Little Rabbit (Part 3) - The Night of 500,000 Connections

8:09 PM

January 11, 2023.

I was about to leave the office when my phone rang. SOC calling. The voice on the other end sounded more tense than usual: "Hey, RabbitMQ has a problem. Message rate dropped to 0."

Message rate at 0. Not decreased. Zero.

I opened my laptop and accessed the dashboard. What appeared on the screen froze me in place.

Connections were at 500,000. Normal was 50,000. Ten times higher.

Message rate was jumping like the heartbeat of a dying man - up a few hundred then dropping to 0, up then down again. The system was gasping for breath.

I immediately called Hieu. "RabbitMQ is dead."

Haunting Numbers

While waiting for the team to come online, I looked at the business metrics dashboard. This is when my heart truly started racing.

1.8 million transactions lost. 446,000 users affected.

All services using RabbitMQ were dead. Core banking, payment, user service, notification. Everything. The entire payment system was "clinically dead" - still breathing but no longer alive.

Hunting the Culprit

When the whole team was online, the first question was: What triggered this incident?

Checking logs, we found the first clue. Around 8 PM - the same time as the incident - there was a large batch of commands from the Core system connecting to the Database, causing Lock Agent. Database connections spiked dramatically.

But that was just the trigger, not the root cause. What does database trouble have to do with RabbitMQ?

The answer lies in a phenomenon we later called Connection Storm.

The Deadly Herd Effect

Imagine a small bridge crossing a river. Normally, 100 people cross per minute - comfortable, no pushing.

One day, a small incident causes the bridge to jam for 30 seconds. People waiting start getting impatient. They push forward trying to cross faster. But the more they push, the more jammed it gets. The more jammed, the more people push.

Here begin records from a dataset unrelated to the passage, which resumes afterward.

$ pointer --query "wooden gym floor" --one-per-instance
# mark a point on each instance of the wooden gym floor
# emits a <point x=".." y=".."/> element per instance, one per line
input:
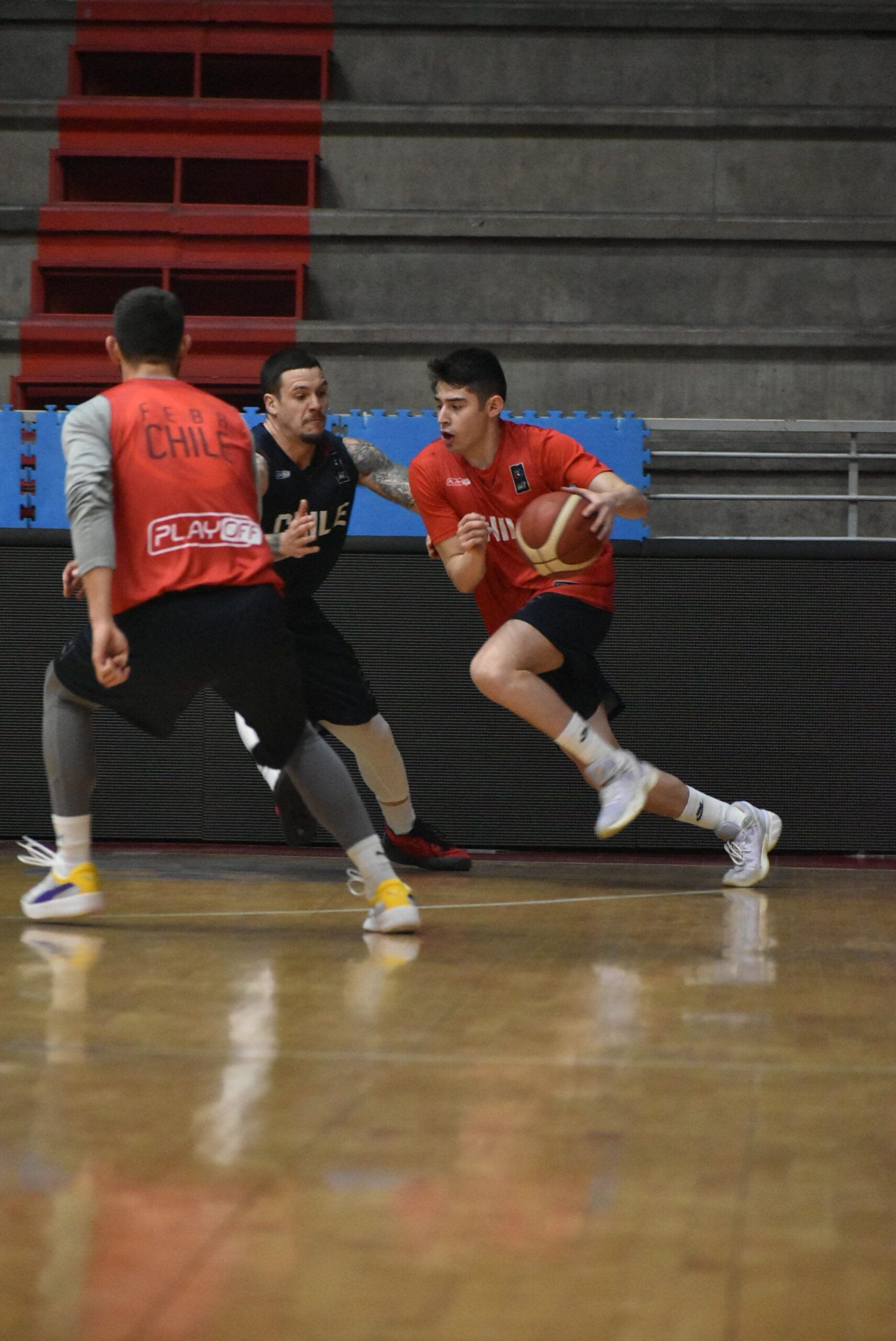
<point x="594" y="1100"/>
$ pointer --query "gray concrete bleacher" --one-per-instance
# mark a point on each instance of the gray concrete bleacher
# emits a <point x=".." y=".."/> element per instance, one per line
<point x="675" y="208"/>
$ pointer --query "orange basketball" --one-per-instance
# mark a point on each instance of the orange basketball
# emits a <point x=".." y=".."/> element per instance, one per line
<point x="555" y="535"/>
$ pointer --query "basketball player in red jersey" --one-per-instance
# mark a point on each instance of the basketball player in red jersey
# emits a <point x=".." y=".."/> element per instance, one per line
<point x="471" y="487"/>
<point x="182" y="593"/>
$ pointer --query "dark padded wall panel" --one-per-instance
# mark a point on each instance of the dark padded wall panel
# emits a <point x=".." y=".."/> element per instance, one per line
<point x="769" y="679"/>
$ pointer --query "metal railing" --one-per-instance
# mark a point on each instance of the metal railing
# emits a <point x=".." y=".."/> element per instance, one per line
<point x="851" y="459"/>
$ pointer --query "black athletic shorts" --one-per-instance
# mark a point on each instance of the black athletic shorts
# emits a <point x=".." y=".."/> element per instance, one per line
<point x="576" y="629"/>
<point x="233" y="639"/>
<point x="336" y="687"/>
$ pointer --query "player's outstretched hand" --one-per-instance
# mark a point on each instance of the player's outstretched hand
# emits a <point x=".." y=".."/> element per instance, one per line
<point x="110" y="654"/>
<point x="72" y="584"/>
<point x="472" y="532"/>
<point x="600" y="509"/>
<point x="300" y="537"/>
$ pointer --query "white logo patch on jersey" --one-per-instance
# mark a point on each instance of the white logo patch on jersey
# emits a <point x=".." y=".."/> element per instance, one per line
<point x="502" y="527"/>
<point x="202" y="530"/>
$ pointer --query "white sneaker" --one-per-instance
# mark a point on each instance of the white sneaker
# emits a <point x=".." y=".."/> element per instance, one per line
<point x="59" y="895"/>
<point x="624" y="794"/>
<point x="750" y="848"/>
<point x="392" y="906"/>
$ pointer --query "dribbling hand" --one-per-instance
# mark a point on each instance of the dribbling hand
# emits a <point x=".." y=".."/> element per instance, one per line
<point x="600" y="509"/>
<point x="300" y="537"/>
<point x="110" y="654"/>
<point x="472" y="532"/>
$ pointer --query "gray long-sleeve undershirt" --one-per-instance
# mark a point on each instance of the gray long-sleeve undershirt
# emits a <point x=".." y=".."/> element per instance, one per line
<point x="86" y="444"/>
<point x="89" y="486"/>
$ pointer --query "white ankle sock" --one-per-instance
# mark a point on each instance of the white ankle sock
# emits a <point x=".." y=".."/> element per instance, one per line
<point x="73" y="841"/>
<point x="707" y="813"/>
<point x="582" y="743"/>
<point x="372" y="861"/>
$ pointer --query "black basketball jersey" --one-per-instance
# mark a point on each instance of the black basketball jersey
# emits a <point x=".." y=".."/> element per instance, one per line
<point x="329" y="485"/>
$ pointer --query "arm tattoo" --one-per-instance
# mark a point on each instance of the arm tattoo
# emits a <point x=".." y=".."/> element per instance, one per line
<point x="379" y="474"/>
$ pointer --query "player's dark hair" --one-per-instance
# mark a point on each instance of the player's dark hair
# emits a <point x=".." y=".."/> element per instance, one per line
<point x="285" y="361"/>
<point x="475" y="369"/>
<point x="149" y="325"/>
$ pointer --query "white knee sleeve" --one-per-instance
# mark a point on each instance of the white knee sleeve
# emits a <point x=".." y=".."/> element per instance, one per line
<point x="379" y="761"/>
<point x="250" y="739"/>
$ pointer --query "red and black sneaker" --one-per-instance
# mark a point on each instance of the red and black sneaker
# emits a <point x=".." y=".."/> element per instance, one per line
<point x="424" y="847"/>
<point x="297" y="821"/>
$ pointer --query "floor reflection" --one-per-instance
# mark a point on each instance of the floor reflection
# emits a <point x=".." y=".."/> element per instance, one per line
<point x="746" y="944"/>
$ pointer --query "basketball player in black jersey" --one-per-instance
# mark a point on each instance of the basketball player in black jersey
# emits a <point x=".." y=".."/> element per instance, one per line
<point x="307" y="479"/>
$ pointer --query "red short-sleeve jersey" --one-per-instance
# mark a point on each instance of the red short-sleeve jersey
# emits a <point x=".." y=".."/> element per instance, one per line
<point x="185" y="503"/>
<point x="530" y="461"/>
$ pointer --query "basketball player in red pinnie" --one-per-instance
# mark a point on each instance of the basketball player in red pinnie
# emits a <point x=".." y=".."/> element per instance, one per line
<point x="471" y="486"/>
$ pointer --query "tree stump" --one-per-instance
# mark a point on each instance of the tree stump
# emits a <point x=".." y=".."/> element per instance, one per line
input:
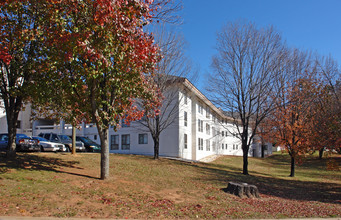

And then, the bridge collapses.

That's exactly what happened to our RabbitMQ.

When the Database lock occurred, some services depending on the database started slowing down. Slowing down meant holding RabbitMQ connections longer. Connections held longer meant RabbitMQ started overloading.

And this is when our "auto reconnect" config became the killer.

// Config at that time
.setReconnectAttempts(Integer.MAX_VALUE)  // INFINITE retry
.setReconnectInterval(1000L)               // Retry every 1 second

Integer.MAX_VALUE. Infinite retry. Every second.

When RabbitMQ started slowing down, services started timing out. And when they timed out, what did they do? Reconnect. Immediately. No waiting. No thinking.

100 workers, each capable of creating up to 3,000 connections. All reconnecting simultaneously. Not once. But countless times every second.

RabbitMQ was already overloaded, now having to handle hundreds of thousands of connection requests per second. It got slower. More timeouts. More reconnects.

Vicious cycle. Panicked herd.

Within minutes, the system went from "a bit slow" to "completely dead."

TIME_WAIT - The Silent Killer

But the story doesn't end there.

When checking HAProxy, we discovered another problem: hundreds of thousands of connections in TIME_WAIT state.

To understand TIME_WAIT, you need to know how TCP connections work. When a connection is closed, it doesn't disappear immediately. It stays in a "waiting" state for about 60 seconds to ensure no packets are lost during the closing process.

Normally, this isn't a problem. But with 500,000 connections continuously closing and reopening every second, the number of TIME_WAIT connections grew uncontrollably. Each TIME_WAIT connection still occupies a port, a file descriptor, a portion of memory.

The system was drowning in its own sea of connections.

The Hardest Decision

At this point, we faced a difficult decision.

Normally, when there's an incident, you try to fix the problem without shutting down the service. Downtime is the enemy. Every minute of downtime is money, reputation, customers.

But looking at the current situation, Hieu made the decision no one wanted to hear: "Stop everything. Both HAProxy and RabbitMQ."

Stop completely. Not restart. Not graceful shutdown. Stop.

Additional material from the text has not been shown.